Des notes contradictoires ont retenti dans le discours de la ministre allemande. D'un côté, il faut que la Russie retire ses troupes, de l'autre, il faut profiter de la moindre opportunité pour rétablir la paix. 

En se préparant au préalable à une réponse à l'initiative chinoise, l'Occident comprend que quand Pékin appellera au dialogue et à la paix, cela pourrait susciter une résonance dans les pays en développement. Ainsi, le ministre brésilien des Affaires étrangères Mauro Vieira a dit qu'en condamnant la Russie à l'ONU son pays prônait en même temps la création d'une atmosphère favorable aux négociations. Alors que la chef de la diplomatie namibienne Saara Kuugongelwa a déclaré : "Nous voulons régler le problème, et non trouver le coupable." 

Certains pays occidentaux songent à avancer une nouvelle résolution en soutien à l'Ukraine à l'Assemblée générale des Nations unies. L'an dernier, 141 pays ont soutenu Kiev, mais on ignore s'il y aura de nouveaux partisans de l'Ukraine dans le Sud global. Le chancelier allemand Olaf Scholz, qui s'est rendu au Brésil et en Afrique du Sud, pour y obtenir une plus forte condamnation de la Russie, est revenu pratiquement les mains vides. Il a déclaré à Munich : "Il ne suffit pas du tout de parler des valeurs communes pour qu'on vous croie à Jakarta, New Delhi, Pretoria, Santiago ou Singapour." 

Les propos de Wang Yi sur la position de la Chine n'ont rien de nouveau. La Chine plaidait toujours pour la paix. À noter que Wang Yi a parlé de l'importance de prendre en compte les craintes de toutes les parties. Sous-entendant que le règlement pacifique doit tenir compte des craintes aussi bien de la Russie que de l'Ukraine. Si la Russie estime que l'adhésion de l'Ukraine à l'Otan représente une menace pour sa sécurité, alors il faut le prendre en compte. 
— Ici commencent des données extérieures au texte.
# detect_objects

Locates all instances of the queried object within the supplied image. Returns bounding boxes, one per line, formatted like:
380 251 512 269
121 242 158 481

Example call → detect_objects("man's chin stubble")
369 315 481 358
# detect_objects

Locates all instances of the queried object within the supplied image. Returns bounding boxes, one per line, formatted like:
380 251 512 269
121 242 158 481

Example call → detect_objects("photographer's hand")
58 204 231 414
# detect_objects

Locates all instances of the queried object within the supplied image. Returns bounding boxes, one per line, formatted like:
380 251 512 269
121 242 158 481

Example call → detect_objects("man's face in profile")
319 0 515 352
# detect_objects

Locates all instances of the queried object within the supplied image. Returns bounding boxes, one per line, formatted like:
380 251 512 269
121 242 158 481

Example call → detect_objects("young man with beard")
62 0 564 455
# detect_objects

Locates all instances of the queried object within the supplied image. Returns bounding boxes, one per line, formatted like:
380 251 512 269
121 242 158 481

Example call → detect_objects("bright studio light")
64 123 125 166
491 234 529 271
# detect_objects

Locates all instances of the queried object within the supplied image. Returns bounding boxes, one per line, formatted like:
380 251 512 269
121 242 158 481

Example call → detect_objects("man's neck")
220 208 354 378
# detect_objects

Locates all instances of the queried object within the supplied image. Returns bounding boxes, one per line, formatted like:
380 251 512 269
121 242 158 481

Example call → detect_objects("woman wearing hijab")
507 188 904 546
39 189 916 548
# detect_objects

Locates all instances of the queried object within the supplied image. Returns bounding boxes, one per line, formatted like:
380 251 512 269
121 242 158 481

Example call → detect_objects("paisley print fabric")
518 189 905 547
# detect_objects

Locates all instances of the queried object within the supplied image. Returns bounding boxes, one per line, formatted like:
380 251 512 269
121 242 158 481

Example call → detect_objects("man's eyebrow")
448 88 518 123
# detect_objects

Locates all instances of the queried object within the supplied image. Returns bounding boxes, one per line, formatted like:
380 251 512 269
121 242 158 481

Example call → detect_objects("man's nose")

Quand certains commentateurs disent que Xi Jinping pourrait stopper les hostilités, on se demande : comment ? Peut-être proposer un certain schéma de négociations en tenant compte des intérêts des parties. Autrement dit, un certain compromis. C'est une bonne proposition, mais pas très réaliste. L'Ukraine ne l'acceptera pas aujourd'hui. Kiev dit qu'il faut remporter la victoire. On a le sentiment que la Chine ne se sent pas très à l'aise, avant tout à cause de la pression de l'Occident. C'est pourquoi la Chine voudrait montrer qu'elle aspire à la paix. Et ce, au plus haut niveau. 

Les Chinois le disent davantage pour eux-mêmes que pour obtenir un résultat. Ils veulent parer les accusations qu'ils provoquent le conflit ou soutiennent l'un des camps. Cette initiative pourrait jouer un rôle à terme. Mais pour l'instant, les parties n'y ont pas prêtes. 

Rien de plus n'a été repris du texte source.